A slot’s duration, e.g. a week, can be modulated by the DAO. Whenever a slot starts, a new auction is launched. Projects compete by posting bids together with some metadata.
This auction can be a first-price auction, a second-price auction with commit-reveal, or a Dutch auction.
[EDIT 2024-09-19: add multiple auction winners] The first k auction winners earn the right to submit their projects to the CFM mechanism for the given slot. The auction revenue is used to bootstrap prediction market liquidity.
Each auction winner must then define the initial price of the Yes market (see below) by defining the ratio by which 1 sDAI is split in \textsf{Long}^{\text{Yes}} and \textsf{Short}^{\text{Yes}}. The project owner is incentivized to input the most accurate ratio, which will limit her impermanent loss as a liquidity provider. Prediction markets will benefit from the project owners revealing private information through these starting prices.

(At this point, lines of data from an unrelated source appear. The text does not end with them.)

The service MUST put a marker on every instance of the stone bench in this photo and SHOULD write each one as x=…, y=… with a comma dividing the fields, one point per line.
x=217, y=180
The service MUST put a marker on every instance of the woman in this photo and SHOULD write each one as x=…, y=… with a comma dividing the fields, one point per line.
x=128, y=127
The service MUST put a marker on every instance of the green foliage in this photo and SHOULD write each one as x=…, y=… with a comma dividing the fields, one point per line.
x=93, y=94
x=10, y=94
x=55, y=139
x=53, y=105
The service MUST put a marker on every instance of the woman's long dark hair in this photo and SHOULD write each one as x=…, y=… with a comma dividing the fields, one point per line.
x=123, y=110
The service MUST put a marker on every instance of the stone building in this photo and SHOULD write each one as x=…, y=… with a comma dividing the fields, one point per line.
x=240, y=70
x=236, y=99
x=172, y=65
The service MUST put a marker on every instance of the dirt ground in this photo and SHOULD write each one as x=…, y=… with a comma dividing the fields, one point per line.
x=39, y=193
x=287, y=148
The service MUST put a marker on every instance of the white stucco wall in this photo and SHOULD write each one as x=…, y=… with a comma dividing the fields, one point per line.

A limitation of this mechanism is that only projects with enough financial backing might compete in the auction and get funded. A solution is to enable all projects to produce project tokens, enabling funding by selling tokens and then rewarding investors with a cut of the retroactive funding if it happens (see Retroactive Public Goods Funding. Note: The Optimism team has long been… | by Optimism | Optimism PBC Blog | Medium).
Liquidity Subsidies
Sufficient liquidity must be available to ensure the proper functioning of prediction markets, especially until the decision rule is applied. However, LPs face impermanent loss whenever the Short/Long price moves away from the initial price when the AMM pool was launched.
A key element of this mechanism is the expectation that the DAO will subsidize this liquidity by rewarding liquidity providers (akin to liquidity mining). These rewards must be sufficient so that, when added to AMM fees, they compensate for impermanent loss.
This subsidy is justified as a payment for the information the DAO gains from operating the prediction markets.
Additionally, a key means for the DAO to limit the total cost of this subsidy is to define an initial market price (e.g., based on past project data) and incentivize liquidity provision at that price. The curation mechanism described above already achieves this.
Funding Algorithm
For each project selected by the CFM mechanism, the funding algorithm then:
- Computes the ROI.
- Distributes the budget b in a manner that maximizes aggregate ROI.
As long as all project funding requirements are relatively small compared to the budget, we expect a simple greedy algorithm to work: distribute funding to selected projects with the highest ROI first.
Additionally, since projects are funded proactively, we assume that the DAO wants to retain some control over project funding to prevent misuse of funds. This can be implemented through the gradual delivery of funding, along with a backstop mechanism that can halt financing at any time if a project is observed to be non-compliant with predefined guidelines. However, this backstop mechanism must cancel the winning prediction market as its forecasts become irrelevant. Hence, it must be used sparingly, otherwise threatening forecasters’ long-term participation in the mechanism.